What do you think about the possibility that, in practice, a really good strategy might be to not learn about humans at all, but just to learn to adapt to whatever player is out there (if you’re powerful enough to use a simplicity prior, you only make a small finite number of mistakes relative to the best hypothesis in your hypothesis space)? I think it might exacerbate the issues CIRL has with distinguishing humans from the environment.
So in general the larger the set of agents that you have to be robust to, the less you are able to coordinate with them. If you need to coordinate with a human on saying the same word out of “Heads” and “Tails”, you can probably do it. If you need to coordinate with an arbitrary agent about that, you have no hope.
if you’re powerful enough to use a simplicity prior, you only make a small finite number of mistakes relative to the best hypothesis in your hypothesis space
… But when you update on the evidence that you see, you are learning about humans? I’m not sure why you say this is “not learn[ing] about humans at all”.
Also, I disagree with “small” in that quote, but that’s probably not central.
Also, our AI systems are not going to be powerful enough to use a simplicity prior.
… But when you update on the evidence that you see, you are learning about humans? I’m not sure why you say this is “not learn[ing] about humans at all”.
Maybe I should retract this to “not learning about humans at train time,” but on the other hand, maybe not. The point here is probably worth explaining, and then some rationalist taboo is probably in order.
What’s that quote (via Richard Rorty summarizing Donald Davidson)? “If you believe that beavers live in deserts, are pure white in color, and weigh 300 pounds when adult, then you do not have any beliefs, true or false, about beavers.” There is a certain sort of syntactic aboutness that we sometimes care about, not merely that our model captures the function of something, but that we can access the right concept via some specific signal.
When you train the AI on datasets of human behavior, the sense in which it’s “learning about humans” isn’t merely related to its function in a specific environment at test time, it’s learning a model that is forced to capture human behavior in a wide variety of contexts, and it’s learning this model in such a way that you the programmer can access it later to make use of it for planning, and be confident that you’re not like the person trying to use the label “beaver” to communicate with someone who thinks beavers live in deserts.
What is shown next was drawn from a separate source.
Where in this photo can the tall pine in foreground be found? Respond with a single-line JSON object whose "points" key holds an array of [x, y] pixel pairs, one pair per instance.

When the purely-adaptive AI “learns about humans” during test time, it has fewer of those nice properties. It is not forced to make a broad model of humans, and in fact it doesn’t need to distinguish humans from complicated human-related parts of the environment. If you think humans come with wifi and cellphone reception, and can use their wheels to travel at speeds upwards of 150 kph, I’m suspicious about your opinion on how to satisfy human values.
Also, I disagree with “small” in that quote, but that’s probably not central.
Also, our AI systems are not going to be powerful enough to use a simplicity prior.
Fair enough (though it can be approximated surprisingly well, and many effective learning algorithms aspire to similar bounds on error relative to best in class). So do you think this means that pre-training a human model will in general be a superior solution to having the AI adapt to its environment? Or just that it will be important in enough specific cases (e.g. certain combinations of availability of human data, ease of simulation of the problem, and ease of extracting a reward signal from the environment) that the “engineers on the ground” will sit up and take notice?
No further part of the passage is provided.